#Election2020: the first public Twitter dataset on the 2020 US Presidential election

J Comput Soc Sci. 2022;5(1):1-18. doi: 10.1007/s42001-021-00117-9. Epub 2021 Apr 2.

Abstract

Credible evidence-based political discourse is a critical pillar of democracy and is at the core of guaranteeing free and fair elections. The study of online chatter is paramount, especially in the wake of important voting events like the recent November 3, 2020 U.S. Presidential election and the inauguration on January 21, 2021. Limited access to social media data is often the primary obstacle that limits our abilities to study and understand online political discourse. To mitigate this impediment and empower the Computational Social Science research community, we are publicly releasing a massive-scale, longitudinal dataset of U.S. politics- and election-related tweets. This multilingual dataset encompasses over 1.2 billion tweets and tracks all salient U.S. political trends, actors, and events from 2019 to the time of this writing.
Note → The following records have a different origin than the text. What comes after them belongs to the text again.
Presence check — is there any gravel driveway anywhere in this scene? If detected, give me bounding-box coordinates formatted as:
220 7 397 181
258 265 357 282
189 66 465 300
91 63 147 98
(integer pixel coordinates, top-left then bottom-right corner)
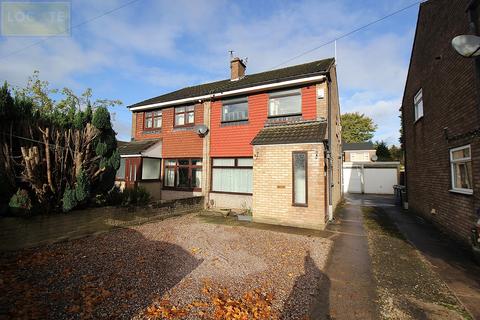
0 214 331 319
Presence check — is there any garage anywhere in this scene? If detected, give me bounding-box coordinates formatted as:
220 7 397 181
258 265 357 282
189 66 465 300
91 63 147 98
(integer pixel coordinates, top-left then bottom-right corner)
343 162 400 194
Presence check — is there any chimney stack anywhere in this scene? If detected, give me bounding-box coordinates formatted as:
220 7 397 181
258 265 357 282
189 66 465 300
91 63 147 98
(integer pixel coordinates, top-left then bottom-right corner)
230 57 247 81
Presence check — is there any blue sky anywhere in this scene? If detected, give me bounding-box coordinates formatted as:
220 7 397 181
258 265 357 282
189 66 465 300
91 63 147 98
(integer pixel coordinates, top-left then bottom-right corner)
0 0 418 144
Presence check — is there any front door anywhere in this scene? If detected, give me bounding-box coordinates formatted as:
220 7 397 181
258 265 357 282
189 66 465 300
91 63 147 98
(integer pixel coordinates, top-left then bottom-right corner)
125 158 142 188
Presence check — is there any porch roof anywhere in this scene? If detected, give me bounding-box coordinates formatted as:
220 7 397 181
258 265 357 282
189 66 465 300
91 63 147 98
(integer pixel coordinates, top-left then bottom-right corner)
251 121 327 145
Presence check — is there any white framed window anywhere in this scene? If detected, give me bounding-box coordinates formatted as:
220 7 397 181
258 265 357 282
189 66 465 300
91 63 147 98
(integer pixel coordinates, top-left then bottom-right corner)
175 106 195 127
142 158 162 180
116 158 125 180
413 89 423 121
350 152 370 162
144 110 162 129
268 89 302 117
450 145 473 194
222 98 248 122
212 158 253 194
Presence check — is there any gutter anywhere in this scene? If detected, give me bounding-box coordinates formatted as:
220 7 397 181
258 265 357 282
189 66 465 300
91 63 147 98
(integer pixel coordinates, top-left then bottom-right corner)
327 75 333 221
130 75 326 111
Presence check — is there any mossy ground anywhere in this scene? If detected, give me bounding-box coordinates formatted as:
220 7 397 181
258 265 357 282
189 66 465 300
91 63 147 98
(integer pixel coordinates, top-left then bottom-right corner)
363 207 471 319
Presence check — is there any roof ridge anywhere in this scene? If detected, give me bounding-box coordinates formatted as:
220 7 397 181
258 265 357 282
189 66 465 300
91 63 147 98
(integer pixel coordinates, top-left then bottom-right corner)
128 57 335 108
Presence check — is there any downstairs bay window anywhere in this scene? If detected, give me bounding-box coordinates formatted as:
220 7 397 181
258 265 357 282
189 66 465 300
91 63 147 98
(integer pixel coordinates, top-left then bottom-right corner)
142 158 162 180
163 159 202 190
212 158 253 194
450 145 473 194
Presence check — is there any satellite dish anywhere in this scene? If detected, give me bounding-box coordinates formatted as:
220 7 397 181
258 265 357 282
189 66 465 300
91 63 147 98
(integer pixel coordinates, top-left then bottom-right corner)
452 34 480 58
195 124 208 136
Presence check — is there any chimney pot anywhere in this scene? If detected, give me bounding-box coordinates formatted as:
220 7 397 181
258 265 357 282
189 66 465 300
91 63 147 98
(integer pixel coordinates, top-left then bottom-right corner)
230 57 247 80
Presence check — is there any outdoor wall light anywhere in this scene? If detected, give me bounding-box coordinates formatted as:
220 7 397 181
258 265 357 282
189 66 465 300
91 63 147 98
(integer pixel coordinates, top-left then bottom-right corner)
452 34 480 58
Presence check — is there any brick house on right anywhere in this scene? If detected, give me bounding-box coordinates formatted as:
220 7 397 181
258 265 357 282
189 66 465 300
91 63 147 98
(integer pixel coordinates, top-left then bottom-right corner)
401 0 480 244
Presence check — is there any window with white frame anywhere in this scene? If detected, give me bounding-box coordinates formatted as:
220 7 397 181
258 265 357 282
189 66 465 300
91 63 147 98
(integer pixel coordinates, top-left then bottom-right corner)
450 145 473 193
350 152 370 162
212 158 253 193
222 98 248 122
268 89 302 117
142 158 162 180
144 110 162 129
175 106 195 127
413 89 423 121
116 158 125 180
163 159 202 190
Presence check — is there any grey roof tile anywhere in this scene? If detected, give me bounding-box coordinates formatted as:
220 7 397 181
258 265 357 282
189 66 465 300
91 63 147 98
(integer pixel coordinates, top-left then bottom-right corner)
128 58 334 108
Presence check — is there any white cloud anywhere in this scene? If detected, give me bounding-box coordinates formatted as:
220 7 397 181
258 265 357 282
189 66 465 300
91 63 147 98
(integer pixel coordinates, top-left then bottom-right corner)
341 91 401 145
0 0 413 143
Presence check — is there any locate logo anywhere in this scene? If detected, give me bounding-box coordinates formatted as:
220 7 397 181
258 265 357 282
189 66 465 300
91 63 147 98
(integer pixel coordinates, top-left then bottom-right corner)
1 2 71 36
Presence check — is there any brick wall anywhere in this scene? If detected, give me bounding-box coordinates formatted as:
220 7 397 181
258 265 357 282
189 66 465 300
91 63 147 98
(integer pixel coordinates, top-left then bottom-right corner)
252 144 326 229
210 85 317 157
327 66 343 210
345 150 377 162
402 0 480 243
133 104 204 158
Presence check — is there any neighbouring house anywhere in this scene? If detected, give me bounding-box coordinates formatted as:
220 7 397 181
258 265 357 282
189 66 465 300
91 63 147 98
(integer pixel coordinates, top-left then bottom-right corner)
342 141 400 194
125 58 342 229
401 0 480 244
342 141 377 162
115 139 162 200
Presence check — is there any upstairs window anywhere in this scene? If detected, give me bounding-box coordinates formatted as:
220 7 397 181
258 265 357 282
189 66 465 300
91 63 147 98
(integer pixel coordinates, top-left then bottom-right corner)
145 110 162 129
175 106 195 127
268 89 302 117
450 145 473 194
116 158 125 180
222 98 248 122
413 89 423 121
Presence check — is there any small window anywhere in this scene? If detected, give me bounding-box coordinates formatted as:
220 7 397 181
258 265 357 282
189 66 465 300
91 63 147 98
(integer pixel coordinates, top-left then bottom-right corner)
175 106 195 127
413 89 423 121
163 159 202 190
268 89 302 117
450 145 473 194
145 110 162 129
292 151 307 206
142 158 162 180
212 158 253 194
222 99 248 122
117 158 125 180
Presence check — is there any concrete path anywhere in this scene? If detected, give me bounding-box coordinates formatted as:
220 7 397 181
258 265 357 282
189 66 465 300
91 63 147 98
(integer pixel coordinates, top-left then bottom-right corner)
347 195 480 319
312 196 379 319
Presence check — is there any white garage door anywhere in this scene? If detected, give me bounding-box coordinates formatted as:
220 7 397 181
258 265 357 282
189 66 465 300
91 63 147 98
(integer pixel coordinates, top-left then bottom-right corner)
343 168 362 193
364 168 398 194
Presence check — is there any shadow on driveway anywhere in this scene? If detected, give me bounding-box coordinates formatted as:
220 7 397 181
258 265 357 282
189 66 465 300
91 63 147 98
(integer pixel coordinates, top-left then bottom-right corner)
0 229 202 319
280 254 330 320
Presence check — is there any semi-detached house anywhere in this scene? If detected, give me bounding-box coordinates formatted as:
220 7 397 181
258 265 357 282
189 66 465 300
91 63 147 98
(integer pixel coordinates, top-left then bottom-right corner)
117 58 342 229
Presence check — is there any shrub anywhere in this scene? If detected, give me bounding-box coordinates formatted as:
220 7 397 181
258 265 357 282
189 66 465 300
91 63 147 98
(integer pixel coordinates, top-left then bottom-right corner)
8 189 32 210
92 107 112 130
62 187 77 212
122 187 151 206
75 169 90 203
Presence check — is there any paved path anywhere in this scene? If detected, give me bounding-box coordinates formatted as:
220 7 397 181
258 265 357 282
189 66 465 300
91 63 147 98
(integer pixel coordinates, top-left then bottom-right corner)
312 196 379 320
347 195 480 319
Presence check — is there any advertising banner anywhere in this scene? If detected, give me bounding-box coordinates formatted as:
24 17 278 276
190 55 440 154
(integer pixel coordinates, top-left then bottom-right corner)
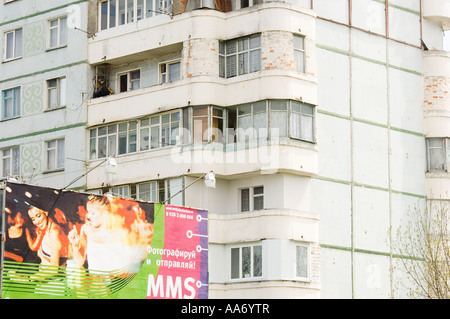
1 182 208 299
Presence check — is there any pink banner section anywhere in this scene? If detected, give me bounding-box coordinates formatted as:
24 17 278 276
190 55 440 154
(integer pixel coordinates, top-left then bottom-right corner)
147 205 208 299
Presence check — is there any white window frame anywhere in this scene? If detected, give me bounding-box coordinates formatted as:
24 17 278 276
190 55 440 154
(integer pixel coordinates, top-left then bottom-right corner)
47 16 69 50
219 33 262 79
425 137 450 172
1 86 22 120
293 34 306 73
47 77 67 110
1 146 20 177
239 185 264 213
117 69 141 93
293 242 311 282
228 242 265 281
115 121 138 155
45 138 66 172
3 28 23 62
288 100 316 143
110 185 131 198
98 0 172 31
158 59 181 84
231 0 263 11
136 176 184 206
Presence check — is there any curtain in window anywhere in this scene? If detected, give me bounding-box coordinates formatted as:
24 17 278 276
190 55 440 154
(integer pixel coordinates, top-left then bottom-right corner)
428 138 446 170
214 0 231 12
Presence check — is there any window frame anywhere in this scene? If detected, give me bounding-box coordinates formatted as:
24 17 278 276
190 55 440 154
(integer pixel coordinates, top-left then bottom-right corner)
105 176 184 206
293 33 306 73
89 109 183 160
238 185 265 213
98 0 167 32
116 68 141 93
158 59 181 84
0 146 20 177
47 16 69 50
45 138 66 172
3 27 23 62
1 86 22 121
46 76 67 111
219 33 262 79
294 242 311 282
425 137 450 173
228 242 265 281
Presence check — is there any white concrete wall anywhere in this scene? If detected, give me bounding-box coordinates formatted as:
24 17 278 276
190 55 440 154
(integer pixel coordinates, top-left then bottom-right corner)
0 1 93 188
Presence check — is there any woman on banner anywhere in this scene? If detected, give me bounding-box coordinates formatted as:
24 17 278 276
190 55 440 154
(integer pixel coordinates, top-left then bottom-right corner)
4 209 39 263
69 195 153 275
28 206 69 277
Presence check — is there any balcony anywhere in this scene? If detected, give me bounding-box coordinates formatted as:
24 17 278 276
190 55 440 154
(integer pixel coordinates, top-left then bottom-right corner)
88 2 315 65
87 139 318 189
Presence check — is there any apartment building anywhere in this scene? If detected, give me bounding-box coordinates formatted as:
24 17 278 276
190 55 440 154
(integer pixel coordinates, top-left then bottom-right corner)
0 0 450 298
0 1 93 188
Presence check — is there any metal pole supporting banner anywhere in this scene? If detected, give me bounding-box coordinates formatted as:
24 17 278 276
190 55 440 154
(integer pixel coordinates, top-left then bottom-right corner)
0 182 6 299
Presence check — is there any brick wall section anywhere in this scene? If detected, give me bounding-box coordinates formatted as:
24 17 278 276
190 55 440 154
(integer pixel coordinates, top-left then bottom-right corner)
423 76 450 115
261 31 296 71
181 39 219 78
310 243 321 289
181 31 316 78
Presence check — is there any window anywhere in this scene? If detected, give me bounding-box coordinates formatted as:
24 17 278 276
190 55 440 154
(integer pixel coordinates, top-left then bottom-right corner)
140 111 181 151
228 100 315 143
99 0 172 30
2 87 20 120
89 111 181 159
295 245 309 279
426 138 450 171
230 245 263 279
294 34 306 73
117 121 137 154
48 17 67 49
47 139 65 170
159 61 181 84
2 147 20 177
47 78 66 109
231 0 263 11
138 177 184 206
89 124 117 159
111 185 131 198
192 106 225 143
219 34 261 78
290 101 314 142
138 181 158 202
240 186 264 212
117 70 141 92
236 101 268 142
4 29 22 60
99 0 145 30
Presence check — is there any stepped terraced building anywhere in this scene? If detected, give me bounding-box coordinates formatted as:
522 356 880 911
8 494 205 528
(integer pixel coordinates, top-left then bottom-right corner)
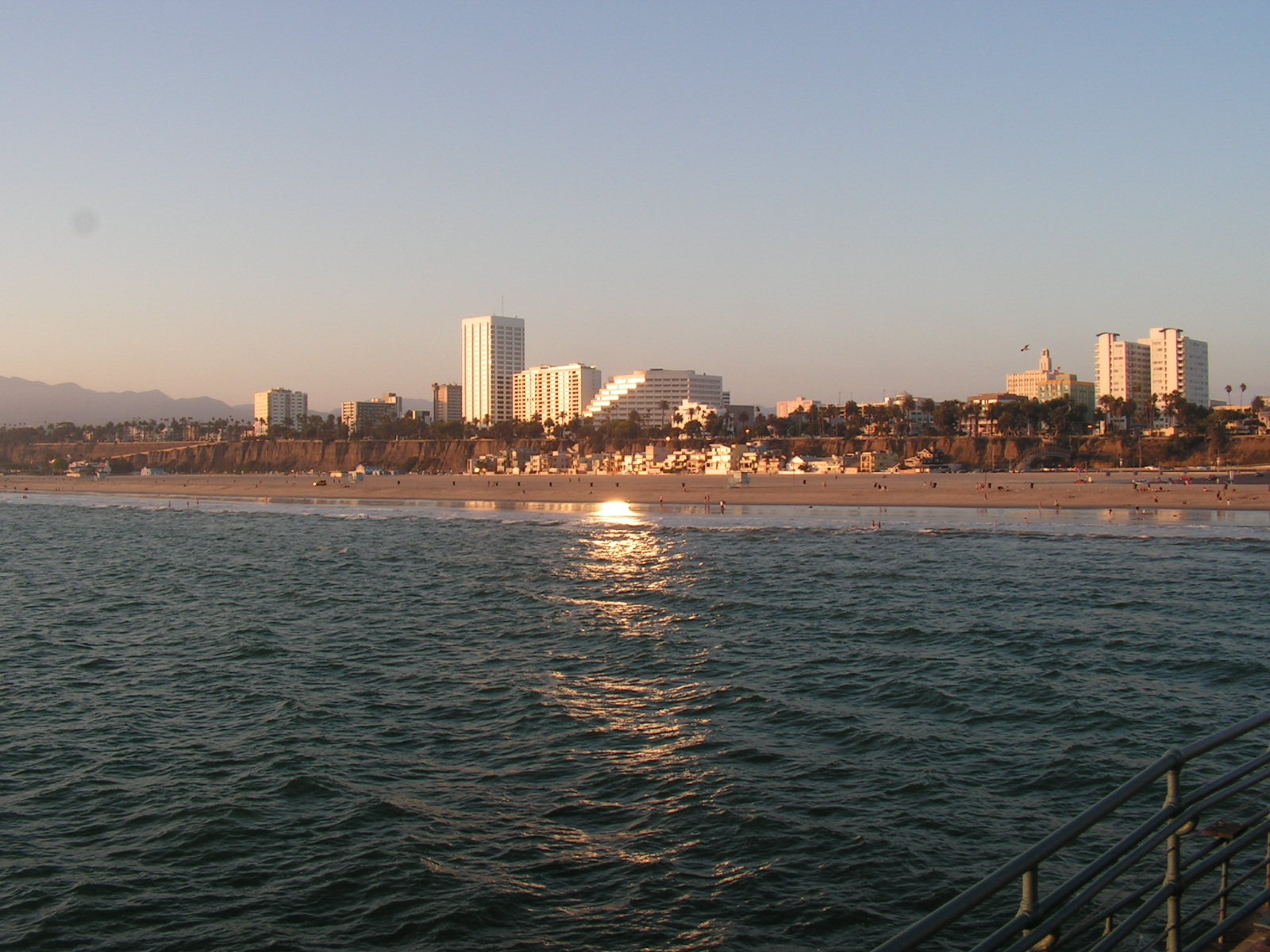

It predates and spans the entire period of the Republican and Democratic primaries, with real-time tracking of all presidential contenders on both sides of the aisle. The dataset also focuses on presidential and vice-presidential candidates, the presidential elections and the transition from the Trump administration to the Biden administration. Our dataset release is curated, documented, and will continue to track relevant events. We hope that the academic community, computational journalists, and research practitioners alike will all take advantage of our dataset to study relevant scientific and social issues, including problems like misinformation, information manipulation, conspiracies, and the distortion of online political discourse that has been prevalent in the context of recent election events in the United States. Our dataset is available at: https://github.com/echen102/us-pres-elections-2020.

Keywords: Presidential election; Social media analysis; Twitter.